The frontispiece of Escudo de armas de México Fonte: https://books.google.it/books?id=-kdIGpzZcVwC&printsec=frontcover&hl=it&source=gbs_ge_summary_r&cad=0#v=onepage&q&f=false |
These are however
all hints not supported by objective data. Clearly there is still much to be
still said on the subject.
Meanwhile, I
would like to think that the almost completely unknown treatise of Francesco
Lana made the journey from Brescia to Mexico City not on a ship, but on one of
those "airships" that the Jesuit designed in his writings, the one and
only aspect for which, even today, he is known to the public.
NOTES
[27] Myrna Soto, El
Arte Maestra. Un tratado de pintura novohispano. Prologue by Guillermo Tovar de Teresa, Mexico
City, Universidad Nacional Autonoma de Mexico, 2005. I tried to get hold of the
work by writing at least seven e-mails to several contacts of the UNAM. Unfortunately,
I never received any response. Moreover, the book cannot be bought even on the
Mexican site of Amazon. So I was forced to read only the sections of the volume
which are available on Google Books (around seventy pages at the start of the
book, which include the prologue of Tovar de Teresa and much of the
introductory essay by Myrna Soto).
[28] El Arte Maestra:
traducción novohispana de un tratado pictórico italiano. Estudio introductorio
y notas de Paula Mues Orts. Museo de la Basilica de Guadalupe, 2006. The book is available online on the Academia.edu page of the scholar. Moreover,
she was so kind to send me a paper copy, for which I am much grateful.
[29] This
is shown by the fact that both Myrna Soto and Guillermo Tovar de Teresa (in
good faith) credited the manuscript as original.
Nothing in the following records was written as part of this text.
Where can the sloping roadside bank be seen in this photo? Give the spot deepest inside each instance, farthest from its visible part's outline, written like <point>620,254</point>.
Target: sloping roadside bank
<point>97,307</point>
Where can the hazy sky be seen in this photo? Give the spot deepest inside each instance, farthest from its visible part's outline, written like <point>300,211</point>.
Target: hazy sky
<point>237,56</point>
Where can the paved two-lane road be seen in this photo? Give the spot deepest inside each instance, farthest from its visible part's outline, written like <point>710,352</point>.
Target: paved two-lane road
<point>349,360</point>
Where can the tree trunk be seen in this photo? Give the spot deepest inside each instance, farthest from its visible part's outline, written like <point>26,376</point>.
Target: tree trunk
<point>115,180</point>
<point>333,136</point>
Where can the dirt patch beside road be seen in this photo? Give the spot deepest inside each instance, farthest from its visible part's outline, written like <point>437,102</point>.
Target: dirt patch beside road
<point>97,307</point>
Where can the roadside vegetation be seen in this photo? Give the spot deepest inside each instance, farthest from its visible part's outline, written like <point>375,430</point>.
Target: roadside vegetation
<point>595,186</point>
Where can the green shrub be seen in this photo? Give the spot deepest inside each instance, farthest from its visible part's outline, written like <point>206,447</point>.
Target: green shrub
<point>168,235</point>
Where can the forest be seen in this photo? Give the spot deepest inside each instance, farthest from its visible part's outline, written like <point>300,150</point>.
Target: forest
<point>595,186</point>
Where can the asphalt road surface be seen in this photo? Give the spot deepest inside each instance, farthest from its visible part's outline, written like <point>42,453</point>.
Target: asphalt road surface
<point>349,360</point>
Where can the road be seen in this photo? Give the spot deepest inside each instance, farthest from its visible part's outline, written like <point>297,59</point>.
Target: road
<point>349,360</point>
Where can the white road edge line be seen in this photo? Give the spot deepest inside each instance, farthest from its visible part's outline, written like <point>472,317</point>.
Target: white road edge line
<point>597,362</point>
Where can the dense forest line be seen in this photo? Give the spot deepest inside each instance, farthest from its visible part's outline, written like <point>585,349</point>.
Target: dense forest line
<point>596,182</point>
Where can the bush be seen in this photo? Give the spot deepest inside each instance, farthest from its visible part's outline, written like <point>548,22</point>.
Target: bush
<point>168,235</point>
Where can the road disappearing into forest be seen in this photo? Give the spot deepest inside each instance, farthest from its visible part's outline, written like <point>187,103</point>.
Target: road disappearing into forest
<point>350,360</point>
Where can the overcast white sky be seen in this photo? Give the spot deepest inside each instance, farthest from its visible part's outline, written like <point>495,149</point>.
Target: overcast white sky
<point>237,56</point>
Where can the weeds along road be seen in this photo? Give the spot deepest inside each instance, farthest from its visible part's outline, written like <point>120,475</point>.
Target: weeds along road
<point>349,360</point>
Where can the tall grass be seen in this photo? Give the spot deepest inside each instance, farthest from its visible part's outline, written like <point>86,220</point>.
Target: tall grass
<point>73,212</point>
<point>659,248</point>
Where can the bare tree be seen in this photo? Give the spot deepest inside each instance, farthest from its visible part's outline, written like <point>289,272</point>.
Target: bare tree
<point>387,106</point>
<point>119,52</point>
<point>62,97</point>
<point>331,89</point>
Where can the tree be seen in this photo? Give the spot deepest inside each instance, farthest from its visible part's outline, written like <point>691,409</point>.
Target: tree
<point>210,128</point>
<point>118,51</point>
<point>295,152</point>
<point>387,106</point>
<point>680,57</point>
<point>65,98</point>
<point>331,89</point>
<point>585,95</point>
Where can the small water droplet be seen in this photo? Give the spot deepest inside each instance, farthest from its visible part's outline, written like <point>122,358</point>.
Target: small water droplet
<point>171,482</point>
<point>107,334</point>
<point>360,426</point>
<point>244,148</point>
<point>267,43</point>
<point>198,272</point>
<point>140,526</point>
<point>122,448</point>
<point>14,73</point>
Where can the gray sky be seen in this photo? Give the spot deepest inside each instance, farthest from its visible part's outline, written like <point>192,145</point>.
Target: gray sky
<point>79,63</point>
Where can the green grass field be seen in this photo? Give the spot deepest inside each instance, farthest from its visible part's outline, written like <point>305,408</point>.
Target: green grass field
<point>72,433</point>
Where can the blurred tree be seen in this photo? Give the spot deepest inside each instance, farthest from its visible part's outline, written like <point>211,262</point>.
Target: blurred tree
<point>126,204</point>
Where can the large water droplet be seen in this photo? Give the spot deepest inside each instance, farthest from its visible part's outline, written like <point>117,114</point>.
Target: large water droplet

[30] Francesco Lana Terzi. Prodromo all’Arte Maestra. Edited by Andrea Battistini, Milan, Longanesi Publishers, 1978. p. 45.
[31] I would
like to recall that the Kingdom of New Spain at the time included much of
the current southern states of the USA, Mexico and entire Central America, and
territories which were in turn very far, like the Philippines.
[32] Francesco Lana Terzi. Prodromo all’Arte Maestra... quoted. p. 263.